RO3 “Precision Medicine”:
- RO3.1: Daniel Pereira de Sousa (ICRC Brno), generated patient-specific in-vitro models for a personalized recognition of the key pathway of cardiac fibrosis;
- RO3.2: Evrim Ceren Kabak (University of Basel), coupled in-vivo and in-vitro approaches to study metastatic breast cancer dormancy in bones;
- RO3.3: Anaïs Lamouline (Ente Ospedaliero Cantonale), developed microfluidic bone chips to personalize the therapeutic regimen of bone metastatic tumours;
- RO3.4: Konstantinos Karyniotakis (Aachen University), validated in-vitro models of kidney diseases through specific animal experiments and cell culture trials;
- RO3.5: Rodrigo Torres Garcia (Politecnico di Milano), developed a platform combining electrophysiological, and force contractile measurement in 3D cardiac tissue models.

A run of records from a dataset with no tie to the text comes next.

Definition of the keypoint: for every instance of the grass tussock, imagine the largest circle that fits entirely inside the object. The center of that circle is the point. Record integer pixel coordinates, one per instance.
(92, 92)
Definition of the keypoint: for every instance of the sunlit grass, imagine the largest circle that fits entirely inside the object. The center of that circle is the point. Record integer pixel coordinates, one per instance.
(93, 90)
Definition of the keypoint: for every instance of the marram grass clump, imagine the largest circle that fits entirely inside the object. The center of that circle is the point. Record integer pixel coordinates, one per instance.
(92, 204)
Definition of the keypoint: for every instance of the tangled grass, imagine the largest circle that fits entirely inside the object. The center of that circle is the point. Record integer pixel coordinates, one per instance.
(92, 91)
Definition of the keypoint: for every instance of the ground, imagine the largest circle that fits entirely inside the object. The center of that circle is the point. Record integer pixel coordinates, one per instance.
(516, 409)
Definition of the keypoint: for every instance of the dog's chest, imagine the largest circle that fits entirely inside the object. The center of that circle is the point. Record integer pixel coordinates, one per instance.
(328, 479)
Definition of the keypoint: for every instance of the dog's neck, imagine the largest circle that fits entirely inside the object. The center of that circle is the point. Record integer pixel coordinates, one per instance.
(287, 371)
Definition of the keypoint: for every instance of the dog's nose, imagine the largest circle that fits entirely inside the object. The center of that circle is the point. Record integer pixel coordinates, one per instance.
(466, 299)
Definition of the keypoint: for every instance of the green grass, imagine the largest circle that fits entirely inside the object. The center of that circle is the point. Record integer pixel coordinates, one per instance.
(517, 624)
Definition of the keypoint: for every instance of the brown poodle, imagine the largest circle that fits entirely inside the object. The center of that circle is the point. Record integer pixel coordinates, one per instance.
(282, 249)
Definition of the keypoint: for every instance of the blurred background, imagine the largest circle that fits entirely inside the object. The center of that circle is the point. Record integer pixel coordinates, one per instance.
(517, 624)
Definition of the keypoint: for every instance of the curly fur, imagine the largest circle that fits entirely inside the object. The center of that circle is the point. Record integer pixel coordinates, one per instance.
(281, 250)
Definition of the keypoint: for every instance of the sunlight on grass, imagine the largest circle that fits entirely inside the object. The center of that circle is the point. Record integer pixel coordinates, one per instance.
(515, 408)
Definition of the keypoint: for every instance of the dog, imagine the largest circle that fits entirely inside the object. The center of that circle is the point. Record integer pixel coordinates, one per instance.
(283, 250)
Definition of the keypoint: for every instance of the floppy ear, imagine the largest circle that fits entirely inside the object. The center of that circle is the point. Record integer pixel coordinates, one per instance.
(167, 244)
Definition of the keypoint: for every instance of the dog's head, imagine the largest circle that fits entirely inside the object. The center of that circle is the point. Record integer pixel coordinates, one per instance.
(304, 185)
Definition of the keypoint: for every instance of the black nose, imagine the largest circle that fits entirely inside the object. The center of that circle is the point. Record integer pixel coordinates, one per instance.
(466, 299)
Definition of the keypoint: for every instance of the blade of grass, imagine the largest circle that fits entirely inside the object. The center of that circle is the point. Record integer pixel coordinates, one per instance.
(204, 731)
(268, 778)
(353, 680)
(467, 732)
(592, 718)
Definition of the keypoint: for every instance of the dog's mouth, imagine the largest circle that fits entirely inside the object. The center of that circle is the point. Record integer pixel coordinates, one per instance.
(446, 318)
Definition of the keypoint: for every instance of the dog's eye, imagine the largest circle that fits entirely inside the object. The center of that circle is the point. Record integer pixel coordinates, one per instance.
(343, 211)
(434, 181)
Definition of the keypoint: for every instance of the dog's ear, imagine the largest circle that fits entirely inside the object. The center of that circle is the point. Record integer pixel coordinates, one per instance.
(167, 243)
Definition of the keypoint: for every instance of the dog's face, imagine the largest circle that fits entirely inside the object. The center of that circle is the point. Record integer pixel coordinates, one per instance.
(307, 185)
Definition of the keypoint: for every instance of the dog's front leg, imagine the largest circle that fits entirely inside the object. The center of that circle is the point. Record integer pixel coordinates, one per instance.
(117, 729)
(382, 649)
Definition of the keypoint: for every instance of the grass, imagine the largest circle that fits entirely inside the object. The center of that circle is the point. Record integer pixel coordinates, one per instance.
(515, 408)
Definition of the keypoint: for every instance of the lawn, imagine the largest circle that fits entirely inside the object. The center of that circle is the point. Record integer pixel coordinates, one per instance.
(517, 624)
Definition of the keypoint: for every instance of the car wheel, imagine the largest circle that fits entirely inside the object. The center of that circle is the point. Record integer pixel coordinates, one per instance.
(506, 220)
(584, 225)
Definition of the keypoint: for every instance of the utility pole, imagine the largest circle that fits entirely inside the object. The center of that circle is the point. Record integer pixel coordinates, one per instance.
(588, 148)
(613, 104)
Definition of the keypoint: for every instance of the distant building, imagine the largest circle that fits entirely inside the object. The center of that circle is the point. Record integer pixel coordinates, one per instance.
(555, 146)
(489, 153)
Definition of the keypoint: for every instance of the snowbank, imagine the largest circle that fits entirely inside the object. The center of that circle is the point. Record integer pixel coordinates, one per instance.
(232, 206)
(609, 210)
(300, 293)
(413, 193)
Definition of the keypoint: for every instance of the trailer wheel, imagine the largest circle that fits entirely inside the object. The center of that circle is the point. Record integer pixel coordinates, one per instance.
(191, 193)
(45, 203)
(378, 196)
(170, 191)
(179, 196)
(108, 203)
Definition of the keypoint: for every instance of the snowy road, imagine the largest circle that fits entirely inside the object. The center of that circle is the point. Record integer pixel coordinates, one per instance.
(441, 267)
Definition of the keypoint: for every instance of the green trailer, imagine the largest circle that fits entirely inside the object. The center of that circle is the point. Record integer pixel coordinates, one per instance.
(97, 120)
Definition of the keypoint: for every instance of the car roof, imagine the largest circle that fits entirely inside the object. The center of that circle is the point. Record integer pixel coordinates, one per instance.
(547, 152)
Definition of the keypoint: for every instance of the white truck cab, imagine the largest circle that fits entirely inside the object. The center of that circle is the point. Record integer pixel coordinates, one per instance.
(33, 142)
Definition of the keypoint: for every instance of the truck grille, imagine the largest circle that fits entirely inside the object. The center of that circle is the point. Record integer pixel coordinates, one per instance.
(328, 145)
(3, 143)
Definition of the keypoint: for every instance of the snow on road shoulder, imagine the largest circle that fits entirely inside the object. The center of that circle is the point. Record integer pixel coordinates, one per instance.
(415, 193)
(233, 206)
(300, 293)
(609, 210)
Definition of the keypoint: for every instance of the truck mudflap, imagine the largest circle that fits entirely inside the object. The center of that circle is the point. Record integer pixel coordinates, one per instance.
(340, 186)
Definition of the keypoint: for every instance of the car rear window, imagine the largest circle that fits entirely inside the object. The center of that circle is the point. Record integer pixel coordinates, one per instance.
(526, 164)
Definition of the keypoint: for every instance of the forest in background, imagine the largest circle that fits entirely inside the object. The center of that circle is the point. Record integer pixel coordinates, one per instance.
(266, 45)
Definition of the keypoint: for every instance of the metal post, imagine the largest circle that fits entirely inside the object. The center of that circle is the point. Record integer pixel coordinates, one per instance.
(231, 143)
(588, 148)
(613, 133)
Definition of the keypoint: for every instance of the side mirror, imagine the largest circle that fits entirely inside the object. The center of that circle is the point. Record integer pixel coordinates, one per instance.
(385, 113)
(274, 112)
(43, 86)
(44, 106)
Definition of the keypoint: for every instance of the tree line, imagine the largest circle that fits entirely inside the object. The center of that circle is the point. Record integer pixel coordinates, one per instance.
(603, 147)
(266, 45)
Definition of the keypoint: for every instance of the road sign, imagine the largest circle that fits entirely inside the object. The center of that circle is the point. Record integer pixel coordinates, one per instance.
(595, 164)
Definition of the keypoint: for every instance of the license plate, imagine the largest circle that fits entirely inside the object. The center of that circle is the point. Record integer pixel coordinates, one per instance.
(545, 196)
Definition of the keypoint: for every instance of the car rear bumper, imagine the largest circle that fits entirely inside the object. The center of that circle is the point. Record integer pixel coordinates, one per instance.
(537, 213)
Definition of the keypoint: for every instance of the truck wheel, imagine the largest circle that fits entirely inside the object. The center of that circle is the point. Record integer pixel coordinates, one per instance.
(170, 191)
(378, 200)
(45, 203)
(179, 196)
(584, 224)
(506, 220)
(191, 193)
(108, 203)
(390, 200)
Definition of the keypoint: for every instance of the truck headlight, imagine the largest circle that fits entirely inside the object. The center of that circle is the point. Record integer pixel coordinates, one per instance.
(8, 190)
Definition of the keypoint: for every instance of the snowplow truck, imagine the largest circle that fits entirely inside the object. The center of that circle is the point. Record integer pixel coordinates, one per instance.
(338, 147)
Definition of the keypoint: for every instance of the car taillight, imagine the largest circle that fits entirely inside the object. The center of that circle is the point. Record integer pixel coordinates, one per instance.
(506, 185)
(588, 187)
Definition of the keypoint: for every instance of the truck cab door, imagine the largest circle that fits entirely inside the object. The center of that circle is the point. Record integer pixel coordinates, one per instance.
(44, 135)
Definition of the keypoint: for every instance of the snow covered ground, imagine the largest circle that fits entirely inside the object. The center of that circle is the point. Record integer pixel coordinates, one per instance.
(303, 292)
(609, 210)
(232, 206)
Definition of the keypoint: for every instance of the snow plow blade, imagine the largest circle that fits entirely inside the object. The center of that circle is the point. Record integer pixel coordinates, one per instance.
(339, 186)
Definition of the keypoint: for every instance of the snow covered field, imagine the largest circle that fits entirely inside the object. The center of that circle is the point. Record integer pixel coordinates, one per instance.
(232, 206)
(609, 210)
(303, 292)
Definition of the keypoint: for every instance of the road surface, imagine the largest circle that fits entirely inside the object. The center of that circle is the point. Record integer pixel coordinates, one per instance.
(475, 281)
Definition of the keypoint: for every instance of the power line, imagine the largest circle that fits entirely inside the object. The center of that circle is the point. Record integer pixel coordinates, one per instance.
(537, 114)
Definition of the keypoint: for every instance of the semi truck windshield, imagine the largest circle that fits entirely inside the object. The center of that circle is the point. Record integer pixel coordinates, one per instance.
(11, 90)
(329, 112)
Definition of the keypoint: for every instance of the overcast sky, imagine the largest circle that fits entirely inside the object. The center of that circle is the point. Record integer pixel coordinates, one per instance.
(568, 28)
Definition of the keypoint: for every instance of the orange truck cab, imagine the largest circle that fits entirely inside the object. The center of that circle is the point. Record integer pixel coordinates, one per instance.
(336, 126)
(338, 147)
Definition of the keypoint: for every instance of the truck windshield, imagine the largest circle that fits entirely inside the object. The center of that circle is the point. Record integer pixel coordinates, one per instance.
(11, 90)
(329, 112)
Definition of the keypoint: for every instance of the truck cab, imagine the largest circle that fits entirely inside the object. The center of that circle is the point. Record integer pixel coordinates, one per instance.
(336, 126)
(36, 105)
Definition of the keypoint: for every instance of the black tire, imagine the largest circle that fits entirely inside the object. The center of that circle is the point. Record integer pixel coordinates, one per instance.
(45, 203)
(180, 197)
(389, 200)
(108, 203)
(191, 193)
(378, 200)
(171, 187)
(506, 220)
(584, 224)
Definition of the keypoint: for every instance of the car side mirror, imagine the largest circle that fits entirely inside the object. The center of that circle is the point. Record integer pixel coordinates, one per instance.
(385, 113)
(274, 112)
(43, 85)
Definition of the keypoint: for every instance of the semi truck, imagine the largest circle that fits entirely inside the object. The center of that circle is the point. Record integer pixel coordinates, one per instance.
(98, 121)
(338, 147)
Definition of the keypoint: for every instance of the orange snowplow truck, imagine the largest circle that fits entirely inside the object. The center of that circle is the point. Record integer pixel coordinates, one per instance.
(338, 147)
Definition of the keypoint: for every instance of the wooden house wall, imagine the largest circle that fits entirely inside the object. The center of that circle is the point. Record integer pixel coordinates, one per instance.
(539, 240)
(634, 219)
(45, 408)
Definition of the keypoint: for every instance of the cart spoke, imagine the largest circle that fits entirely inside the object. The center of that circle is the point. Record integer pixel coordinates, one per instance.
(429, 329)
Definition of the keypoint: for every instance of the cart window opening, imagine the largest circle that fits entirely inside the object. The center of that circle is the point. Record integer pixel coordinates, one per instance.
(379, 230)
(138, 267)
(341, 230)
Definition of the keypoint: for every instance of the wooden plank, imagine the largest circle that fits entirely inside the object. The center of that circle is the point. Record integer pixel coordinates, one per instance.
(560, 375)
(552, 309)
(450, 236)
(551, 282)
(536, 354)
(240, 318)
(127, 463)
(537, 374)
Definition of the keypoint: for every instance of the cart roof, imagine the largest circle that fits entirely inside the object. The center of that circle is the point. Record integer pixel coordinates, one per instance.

In SINERGIA, 91 scientific products have been disseminated; of them, 11 are articles in international journals, 42 are abstracts in Conference proceedings. In 8 of the articles, our ESRs were named as first authors or equal-contributing first authors, and more papers are in press.
We provided the ESRs with 3 Summer Schools, and supplementary online training and meetings during Covid. SINERGIA organised a final Workshop event which was open to PhD students from outside the Consortium.